Pathological origin; DAO deficiency seems to be more prevalent in populations with intestinal inflammatory diseases (ulcerative colitis, Crohn’s disease)
Pharmacological origin; due to DAO blocking or inhibition by several drugs. This risk seems relatively important given that 90 drugs, some of which are frequently used, have been proven to inhibit the activity of DAO. (See article “Histamine and Drugs”)
The signs of blood serum accumulation of histamine are similar to those of allergy. However, in dietary histaminosis the onset of symptoms is not associated with the consumption of any specific product, but with a wide variety of foods with varying and even low histamine content.
Preventive treatment of migraine
When migraine is a result of histamine intolerance, certain dietary recommendations have been proposed, including reduced or zero alcohol consumption and the exclusion of potentially triggering foods (see article “Low histamine diet”). An alternative preventive and innovative treatment for migraine is adding exogenous DAO to the diet, in the form of a dietary supplement.
The Spanish Association of Patients with Heachache (AEPAC) and the DR Healthcare laboratory presented the pioneer study that suggests Diamine Oxidase enzyme (DAO) deficiency as a possible migraine trigger due to its role in the metabolism of histamine, a molecule that is found in all daily diet foods. An excess of histamine would increase the risk of suffering migraine.

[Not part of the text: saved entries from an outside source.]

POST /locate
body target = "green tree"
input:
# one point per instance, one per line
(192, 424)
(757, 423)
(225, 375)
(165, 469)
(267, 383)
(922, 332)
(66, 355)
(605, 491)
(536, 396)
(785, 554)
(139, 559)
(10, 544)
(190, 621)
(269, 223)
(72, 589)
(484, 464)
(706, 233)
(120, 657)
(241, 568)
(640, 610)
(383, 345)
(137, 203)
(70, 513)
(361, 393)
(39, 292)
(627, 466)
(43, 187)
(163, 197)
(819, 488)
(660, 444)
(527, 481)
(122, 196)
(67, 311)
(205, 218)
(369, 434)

The conclusions of this research, led by Dr. Carmen Vidal, Professor of Nutrition and Bromatology at the University of Barcelona, were presented in the Spanish House of Representatives in May 2010, within the framework of the International Conference on Awareness of Migraine and Other Vascular headaches, inaugurated by Gaspar Llamazares, chair of the Congress Health Committee.
The MigraDAO study correlated a low blood DAO activity in the migraine population when compared with the non-migraine control group (see article)
The study consisted of determining the concentration of the Diamine Oxidase enzyme (DAO) in migraine patients who met the criteria established by the International Headache Society (IHS). The results obtained indicate that 96% of people who suffer from migraine have a low (49% with values between 40 ? 80 hdu/ml ? histamine degrading units) or very low (47% with values below 40 hdu/ml) level of DAO. This means that these people do not metabolize histamine as well as healthy people, due to reduced activity of Diamine Oxidase (DAO), the enzyme most involved in the metabolism of ingested histamine. Therefore, reduced DAO activity produces an excess of histamine, which leads to increased risk of migraine.
The study also indicates that other clinical pictures such as osteopathic pain, atopic skin or irritable colon syndromes could be related with a low level of the Diamine Oxidase (DAO) enzyme given that 41.3% of patients with migraine experience 3 or 4 additional symptoms.
These statistically significant results evidence a reduced DAO activity in the population that suffers from migraine. Patients with migraine who participated in the MigraDAO study, with a mean age of 37 years, presented a moderate intensity of perceived pain of 7.7 in the VAS scale during migraine episodes. The most frequently reported value was 8, in 38% of patients, 10 representing unbearable pain.
The DR Healthcare laboratory has promoted this study with the aim of scientifically corroborating its hypothesis that one the main causes of migraine can be found in diet as a result of a Diamine Oxidase enzyme (DAO) deficiency.